Oh it's a false positive alright, but whatever the reason, I don't get the problems with Firefox. I'd say use Firefox as a stopgap until the problem gets fixed. You may even move permanently anyway. ;)

Offline Vlk

  • Avast CEO
  • Serious Graphoman
  • *
  • Posts: 11658
  • Please don't send me IM's. Email only. Thx.
    • ALWIL Software
Re: Latest update and Proxomitron
« Reply #10 on: January 29, 2006, 09:42:49 PM »
Hopefully the virus guys will have a look at it shortly.
BTW Blanka I see your based in the UK but your first name (or your nick) looks very Czech. How come? :)
If at first you don't succeed, then skydiving's not for you.

Scott Gilmore

  • Guest
Re: Latest update and Proxomitron
« Reply #11 on: January 29, 2006, 11:52:39 PM »
Interesting ..... I'm using IE.

I'm getting the same problem with every browser I use that connects through Proxomitron.  If I change settings so that the browser doesn't connect through Proxomitron, close and re-launch, I have no more problems.

The behavior is identical with Firefox, my default browser, IE6 SP1, Opera, Mozilla and Avant (which is basically just IE6 with its own shell).  In each case, the cached .HTM and .ASPX files return the same false positives - regardless of browser.  The behavior is always the same.
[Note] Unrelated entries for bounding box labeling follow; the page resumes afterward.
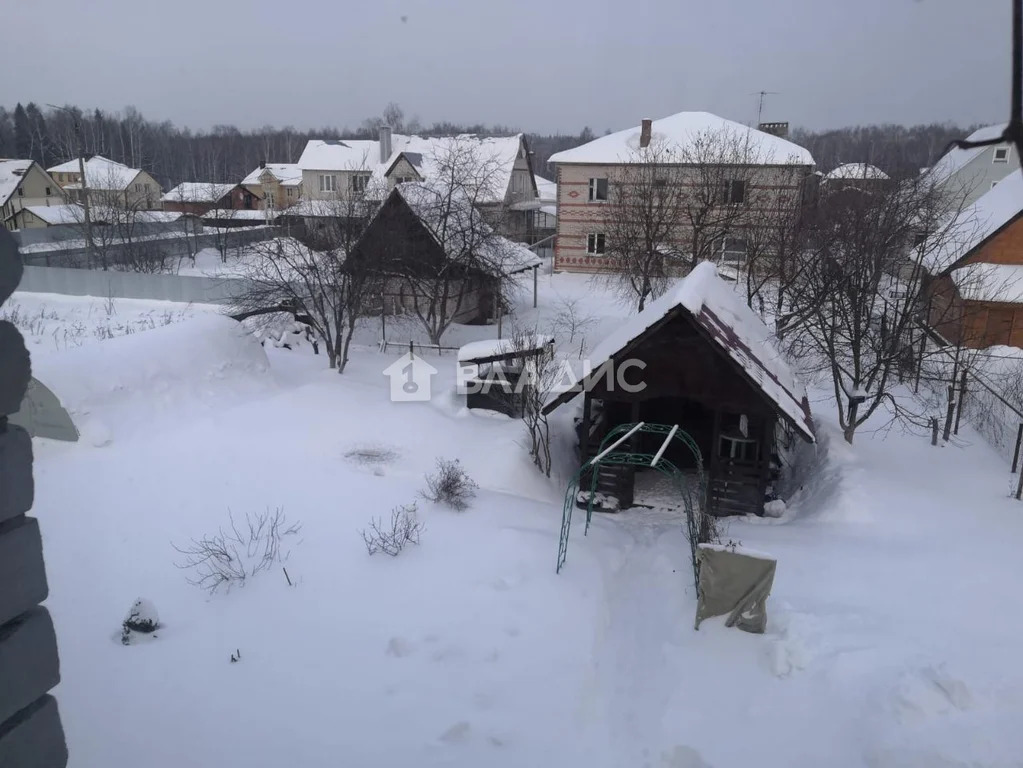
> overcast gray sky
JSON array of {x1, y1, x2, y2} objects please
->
[{"x1": 6, "y1": 0, "x2": 1012, "y2": 133}]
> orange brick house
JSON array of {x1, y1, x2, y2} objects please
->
[{"x1": 923, "y1": 171, "x2": 1023, "y2": 349}]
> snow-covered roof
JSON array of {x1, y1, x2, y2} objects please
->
[
  {"x1": 948, "y1": 263, "x2": 1023, "y2": 304},
  {"x1": 825, "y1": 163, "x2": 890, "y2": 181},
  {"x1": 533, "y1": 174, "x2": 558, "y2": 202},
  {"x1": 160, "y1": 181, "x2": 234, "y2": 202},
  {"x1": 17, "y1": 204, "x2": 85, "y2": 226},
  {"x1": 298, "y1": 140, "x2": 407, "y2": 171},
  {"x1": 928, "y1": 123, "x2": 1008, "y2": 188},
  {"x1": 548, "y1": 112, "x2": 813, "y2": 166},
  {"x1": 241, "y1": 163, "x2": 302, "y2": 187},
  {"x1": 203, "y1": 208, "x2": 280, "y2": 221},
  {"x1": 0, "y1": 160, "x2": 32, "y2": 206},
  {"x1": 391, "y1": 181, "x2": 543, "y2": 275},
  {"x1": 458, "y1": 333, "x2": 554, "y2": 363},
  {"x1": 160, "y1": 181, "x2": 234, "y2": 202},
  {"x1": 46, "y1": 154, "x2": 142, "y2": 191},
  {"x1": 545, "y1": 262, "x2": 813, "y2": 441},
  {"x1": 922, "y1": 170, "x2": 1023, "y2": 274},
  {"x1": 371, "y1": 134, "x2": 522, "y2": 204}
]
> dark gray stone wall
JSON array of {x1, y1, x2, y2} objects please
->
[{"x1": 0, "y1": 229, "x2": 68, "y2": 768}]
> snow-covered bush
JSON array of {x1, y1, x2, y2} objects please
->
[
  {"x1": 173, "y1": 507, "x2": 302, "y2": 594},
  {"x1": 421, "y1": 458, "x2": 479, "y2": 512},
  {"x1": 121, "y1": 597, "x2": 160, "y2": 645},
  {"x1": 360, "y1": 501, "x2": 424, "y2": 557}
]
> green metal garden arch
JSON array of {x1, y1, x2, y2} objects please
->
[{"x1": 555, "y1": 421, "x2": 707, "y2": 589}]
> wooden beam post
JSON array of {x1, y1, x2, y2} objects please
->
[
  {"x1": 1013, "y1": 423, "x2": 1023, "y2": 475},
  {"x1": 952, "y1": 368, "x2": 967, "y2": 435}
]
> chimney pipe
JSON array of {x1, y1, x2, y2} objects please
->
[
  {"x1": 380, "y1": 126, "x2": 391, "y2": 163},
  {"x1": 639, "y1": 118, "x2": 653, "y2": 149}
]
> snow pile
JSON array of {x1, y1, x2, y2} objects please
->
[
  {"x1": 825, "y1": 163, "x2": 890, "y2": 181},
  {"x1": 34, "y1": 315, "x2": 273, "y2": 444}
]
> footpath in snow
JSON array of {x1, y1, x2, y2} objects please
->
[{"x1": 14, "y1": 267, "x2": 1023, "y2": 768}]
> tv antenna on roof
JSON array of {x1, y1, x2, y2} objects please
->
[{"x1": 750, "y1": 91, "x2": 779, "y2": 126}]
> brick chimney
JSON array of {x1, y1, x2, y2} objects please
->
[
  {"x1": 639, "y1": 118, "x2": 653, "y2": 149},
  {"x1": 380, "y1": 126, "x2": 391, "y2": 163}
]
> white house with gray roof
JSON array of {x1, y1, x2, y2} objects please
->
[
  {"x1": 0, "y1": 160, "x2": 64, "y2": 229},
  {"x1": 298, "y1": 127, "x2": 540, "y2": 240},
  {"x1": 926, "y1": 123, "x2": 1020, "y2": 206}
]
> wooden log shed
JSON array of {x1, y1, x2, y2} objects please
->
[{"x1": 545, "y1": 262, "x2": 814, "y2": 515}]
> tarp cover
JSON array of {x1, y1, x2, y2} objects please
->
[
  {"x1": 696, "y1": 544, "x2": 777, "y2": 634},
  {"x1": 10, "y1": 378, "x2": 78, "y2": 443}
]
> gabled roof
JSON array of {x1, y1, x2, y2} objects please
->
[
  {"x1": 367, "y1": 182, "x2": 543, "y2": 276},
  {"x1": 15, "y1": 204, "x2": 85, "y2": 226},
  {"x1": 0, "y1": 160, "x2": 34, "y2": 206},
  {"x1": 928, "y1": 123, "x2": 1008, "y2": 188},
  {"x1": 921, "y1": 170, "x2": 1023, "y2": 275},
  {"x1": 46, "y1": 154, "x2": 142, "y2": 191},
  {"x1": 160, "y1": 181, "x2": 235, "y2": 202},
  {"x1": 544, "y1": 262, "x2": 814, "y2": 441},
  {"x1": 948, "y1": 262, "x2": 1023, "y2": 304},
  {"x1": 241, "y1": 163, "x2": 302, "y2": 186},
  {"x1": 825, "y1": 163, "x2": 891, "y2": 181},
  {"x1": 547, "y1": 112, "x2": 813, "y2": 166},
  {"x1": 298, "y1": 140, "x2": 406, "y2": 172}
]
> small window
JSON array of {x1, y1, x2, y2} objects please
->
[
  {"x1": 352, "y1": 174, "x2": 369, "y2": 192},
  {"x1": 721, "y1": 179, "x2": 746, "y2": 206}
]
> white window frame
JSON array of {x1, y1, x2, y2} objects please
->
[
  {"x1": 349, "y1": 173, "x2": 372, "y2": 194},
  {"x1": 722, "y1": 179, "x2": 750, "y2": 206}
]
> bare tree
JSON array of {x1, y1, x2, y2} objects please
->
[
  {"x1": 601, "y1": 141, "x2": 690, "y2": 312},
  {"x1": 235, "y1": 210, "x2": 377, "y2": 373},
  {"x1": 379, "y1": 138, "x2": 517, "y2": 345},
  {"x1": 790, "y1": 172, "x2": 973, "y2": 443},
  {"x1": 512, "y1": 330, "x2": 560, "y2": 478}
]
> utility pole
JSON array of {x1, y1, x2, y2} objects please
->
[
  {"x1": 47, "y1": 104, "x2": 96, "y2": 269},
  {"x1": 751, "y1": 91, "x2": 777, "y2": 128}
]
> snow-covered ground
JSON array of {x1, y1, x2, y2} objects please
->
[{"x1": 21, "y1": 267, "x2": 1023, "y2": 768}]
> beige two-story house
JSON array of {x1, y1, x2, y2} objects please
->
[
  {"x1": 0, "y1": 160, "x2": 64, "y2": 229},
  {"x1": 47, "y1": 154, "x2": 164, "y2": 211},
  {"x1": 549, "y1": 111, "x2": 814, "y2": 272},
  {"x1": 241, "y1": 163, "x2": 303, "y2": 211}
]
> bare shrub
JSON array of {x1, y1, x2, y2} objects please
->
[
  {"x1": 420, "y1": 458, "x2": 480, "y2": 512},
  {"x1": 359, "y1": 501, "x2": 424, "y2": 557},
  {"x1": 172, "y1": 507, "x2": 302, "y2": 594}
]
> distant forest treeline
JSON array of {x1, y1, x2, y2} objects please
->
[{"x1": 0, "y1": 103, "x2": 973, "y2": 188}]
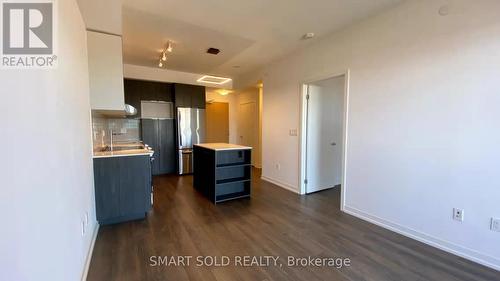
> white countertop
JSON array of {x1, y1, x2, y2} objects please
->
[
  {"x1": 195, "y1": 142, "x2": 252, "y2": 151},
  {"x1": 93, "y1": 143, "x2": 154, "y2": 158},
  {"x1": 93, "y1": 149, "x2": 154, "y2": 158}
]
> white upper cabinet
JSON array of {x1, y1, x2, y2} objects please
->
[{"x1": 87, "y1": 31, "x2": 125, "y2": 113}]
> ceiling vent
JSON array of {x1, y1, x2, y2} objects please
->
[
  {"x1": 207, "y1": 48, "x2": 220, "y2": 55},
  {"x1": 197, "y1": 75, "x2": 231, "y2": 85}
]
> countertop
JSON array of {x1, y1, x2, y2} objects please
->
[
  {"x1": 93, "y1": 143, "x2": 154, "y2": 158},
  {"x1": 195, "y1": 142, "x2": 252, "y2": 151}
]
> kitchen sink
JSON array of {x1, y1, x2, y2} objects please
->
[{"x1": 101, "y1": 145, "x2": 144, "y2": 152}]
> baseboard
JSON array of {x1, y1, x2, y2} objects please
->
[
  {"x1": 344, "y1": 206, "x2": 500, "y2": 271},
  {"x1": 82, "y1": 222, "x2": 99, "y2": 281},
  {"x1": 260, "y1": 176, "x2": 300, "y2": 194}
]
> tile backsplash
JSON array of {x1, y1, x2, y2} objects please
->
[{"x1": 92, "y1": 116, "x2": 141, "y2": 150}]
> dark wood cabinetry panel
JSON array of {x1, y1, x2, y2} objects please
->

Very frustrating.  I just spent much of the day trying to figure out what was writting that script code into the top and bottom of those files.

Thank you,
Scott Gilmore

BjMarowitz

  • Guest
Re: Latest update and Proxomitron
« Reply #12 on: January 30, 2006, 12:02:35 AM »
My experience is the same as Scott's -- every browser that connects through Proxomitron.

This is only with the latest updates from Saturday (28 JAN 06).

I REALLY don't want to browse without Proxomitron -- it is an extremely useful tool.

Thanks!
Bj

dr_j

  • Guest
Re: Latest update and Proxomitron
« Reply #13 on: January 30, 2006, 01:56:42 AM »
That's what I would have expected. For now, I've curtailed browsing, and I just "bypass" Proxomitron while I'm on the net. Not ideal .... but at least it doesn't throw the false positive warnings when I'm on the web.

j

BlankaM

  • Guest
Re: Latest update and Proxomitron
« Reply #14 on: January 30, 2006, 09:27:43 AM »
Hmm... I guess it's the way I've got Firefox then that doesn't get it spouting viruses at me all the time... At any rate, I'm not getting them at the moment but it's still a pain in the backside because a few applications, namely Steam in my case, access webpages using IE and I get virus warnings whenever I login...

And Vlk, the nickname comes from many many hours of playing Street Fighter 2! ;) Brilliant game!